General-Governor Sen let a small smile wrinkle his face at the remark. The Rear-Admiral turned his frosty blue eyes to look through the cockpit's partially iced windows. As far as he could see, a warm blue expanse spread out below him. From their height, Corise thought the ocean below seemed placid, even peaceful. But he knew the constantly shifting of the blue hues below told him the seas were anything but that. Their boxy craft began to wiggle and rock under the force of the seasonal tradewinds. Sparing at a glance at his guest, Lucerne grasped the co-pilot seat's back tighter. Sen gripped and clung unto a strap of the crash netting set directly the pilots' chairs. But Euceron's administrator ignored Lucerne's gaze, instead staring straight forward. Corise turned his head to follow the man's view. As they neared the surface of the world, Corise could now make out a rapidly growing speck of green among the blue seas. As they grew closer to it, he could see a circle of blue spread out in the middle of it. It's an atoll. The kashan man turned his eyes back to his old friend.


“My people tell me that both of our people have the whole thing under lock down,” replied the Rear-Admiral, “including a set of submerged caverns that lead from the inner part of the atoll to the oceans around it. You know, it's rather ingenuous to use an atoll as simply a landing pad for an underwater facility. No-one thinks there's anything there, because there's no obvious place to hide anything significant. I have to give them credit for such a well thought out hideout scheme. It's something I can almost see us doing in the past.”


“Well, it wasn't hid well enough, apparently.”


“It was,” rebuffed Lucerne, flashing a quick smile, “I doubt we'd ever had seen it if they hadn't been sold out.”


“Always the weakest point.”


“Always,” agreed the Rear-Admiral, eying the man closely, “the Ruling Power found that out the hard way too. We seem to have done advantage about that then, and now once again, old friend.”


“I wouldn't say it's the same. Suppressing an entire race isn't the same as a couple of hired sellouts.”


“You're taking this rather personally,” noted Corise.


“Excuse me, Rear-Admiral?”


Shaking his head, the Admiral waved the man to go back to the passenger hold. Frowning, the General-Governor did so. A quartet of security droids, a pair of Droidekas and Magnaguards, awaited them. Corise's right hand slid down to the blaster pistol holstered to his side, but he kept his gaze on the General-Governor. Sen abruptly spun about to face the man. The man's face contorted through a kaleidoscope of emotions.


“Why reveal your hand now?” questioned the General-Governor, “this is not as subtle as I was expecting from you...”

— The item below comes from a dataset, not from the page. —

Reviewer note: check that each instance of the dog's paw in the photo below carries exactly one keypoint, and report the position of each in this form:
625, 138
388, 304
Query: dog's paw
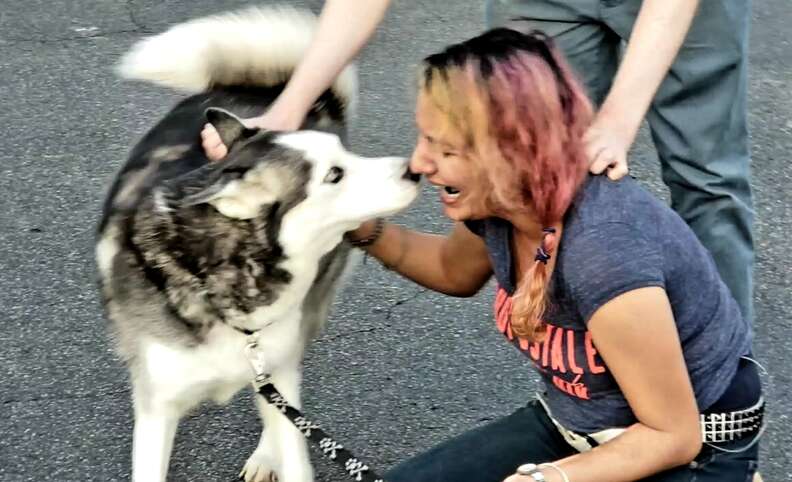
259, 468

“Nor I from you,” countered Lucerne, drawing his weapon, “you used to be a different man. What happened to the Lantilian soldier I knew interested in stripping away the precepts the New Order and Ruling Power imposed on the Eucerons? The one interested in restoring a Republic...”


“He got broke,” snorted the man, collapsing into a seat, “in more ways than one. Making things fixed part of that, not just for me, but for the Eucerons and the rest of this world. When you can't beat a problem, you use it to your advantage...it's sound strategy.”

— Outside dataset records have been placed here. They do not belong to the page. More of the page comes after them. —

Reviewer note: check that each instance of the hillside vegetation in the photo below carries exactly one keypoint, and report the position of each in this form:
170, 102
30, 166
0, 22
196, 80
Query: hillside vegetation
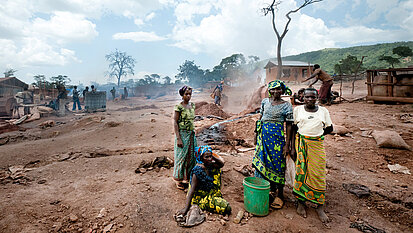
327, 58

“Is it? You just brought down the wrath of a galactic power on you. If we hadn't known better, we could have brought it down on the entire infrastructure here...”


“We wouldn't have if one of my guys didn't mess up.”


“Not that he'll ever get to know that point. You had him killed.”


The General-Governor nodded, “I never intended to hurt anyone with what we did. I never authorized actually faking medicine, it was only the relabelling of real, working products. Everything should have been able to do the job of whatever the buyer was expecting...he killed people with that fakery, and so his life was forfeit. You going to do the same with me now?”


“It is not that tempting, even if you tried to play us by trying to get your base evacuated...”


“You lied about the timing of the raid.”


“As did you with your involvement with them. We may have been able to work something out if you were honest about it,” noted Lucerne, “but you're not the same person I left here years ago.”


“Neither are you.”


“I'm not going to sit here all day and sling insults at you, General-Governor,” replied Corise with a glare, “we're going to the right the wrongs, and you're going to help us.”


“Or what, you're going to shoot me? Going to torture me? Come on Corise, take off that uniform and show me that you have the heart of a Sith.”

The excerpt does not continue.